On August 28, 2003, a man walked into a PNC Bank, gave the teller a note stating he had a bomb and demanding that she empty the registers. After making off with a few thousand dollars, he was swiftly apprehended by police, who discover that same man yelling that he was kidnapped and had a collar locked to his neck with a bomb attached. Before the bomb squad could arrive, the bomb detonated, killing the man.

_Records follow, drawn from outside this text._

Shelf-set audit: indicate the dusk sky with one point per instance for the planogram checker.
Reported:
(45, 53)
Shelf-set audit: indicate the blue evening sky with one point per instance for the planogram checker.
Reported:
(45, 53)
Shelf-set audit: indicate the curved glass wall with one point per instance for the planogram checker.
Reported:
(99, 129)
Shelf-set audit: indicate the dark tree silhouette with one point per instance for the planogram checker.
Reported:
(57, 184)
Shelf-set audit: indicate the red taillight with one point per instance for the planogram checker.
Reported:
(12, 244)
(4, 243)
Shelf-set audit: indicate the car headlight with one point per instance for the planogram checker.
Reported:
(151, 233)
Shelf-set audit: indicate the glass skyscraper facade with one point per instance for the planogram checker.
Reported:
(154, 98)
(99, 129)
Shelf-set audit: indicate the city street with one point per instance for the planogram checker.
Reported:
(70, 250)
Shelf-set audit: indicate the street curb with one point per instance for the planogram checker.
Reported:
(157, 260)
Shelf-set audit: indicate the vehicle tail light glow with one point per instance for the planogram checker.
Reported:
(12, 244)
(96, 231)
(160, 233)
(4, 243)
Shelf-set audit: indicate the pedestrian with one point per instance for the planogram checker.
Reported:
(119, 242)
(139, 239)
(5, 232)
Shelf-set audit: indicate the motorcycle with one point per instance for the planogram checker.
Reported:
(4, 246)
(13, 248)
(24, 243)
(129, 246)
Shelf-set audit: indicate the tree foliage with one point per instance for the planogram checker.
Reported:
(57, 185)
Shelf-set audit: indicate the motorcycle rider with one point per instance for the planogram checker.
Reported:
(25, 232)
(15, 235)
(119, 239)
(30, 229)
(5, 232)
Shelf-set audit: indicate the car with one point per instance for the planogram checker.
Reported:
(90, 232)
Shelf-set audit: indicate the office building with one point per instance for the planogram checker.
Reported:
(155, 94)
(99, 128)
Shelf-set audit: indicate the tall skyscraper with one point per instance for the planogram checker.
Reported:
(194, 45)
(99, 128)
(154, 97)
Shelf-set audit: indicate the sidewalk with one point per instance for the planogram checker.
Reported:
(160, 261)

As police began an investigation, they discovered that the man was a pizza delivery driver who was instructed to take an order to an abandoned radio tower, where he was jumped and had a sophisticated device attached to his neck, which locked a bomb to his chest. As insane as that story sounds, it only gets crazier from there. Authorities begin uncovering the various suspects in the case, each of whom have their own wild backstory. The story is truly stranger than fiction, and the film is worth a look for that alone.
There’s a noticeable lack of polish in Evil Genius compared to Wild Wild Country, however, so although it’s a compelling journey, it’s not a particularly pretty one to watch. The first two episodes feature only a few moments of narration (in fact, I had to revise this portion of the review as I completely forgot they were even there), but in episodes three and four it increases significantly. While not evident from the beginning, co-director and producer Trey Borzillieri handles this narration. It may have been less jarring if he was a more prominent figure from the beginning, but in the latter portions of the series, we spend a lot of time with him either on camera or through conversations and narration. The film transforms from a fascinating exploration into this heist and subsequent series of murders to an investigation piece where the filmmakers were actively shaping the outcome. This isn’t inherently problematic from a narrative perspective, but it causes the film to feel structurally inconsistent.
Still, it does little to take away from the journey — which, as someone growing up in Pennsylvania during this incident and remembering watching it on the news, I found to be completely enthralling — despite its sometimes-messy presentation.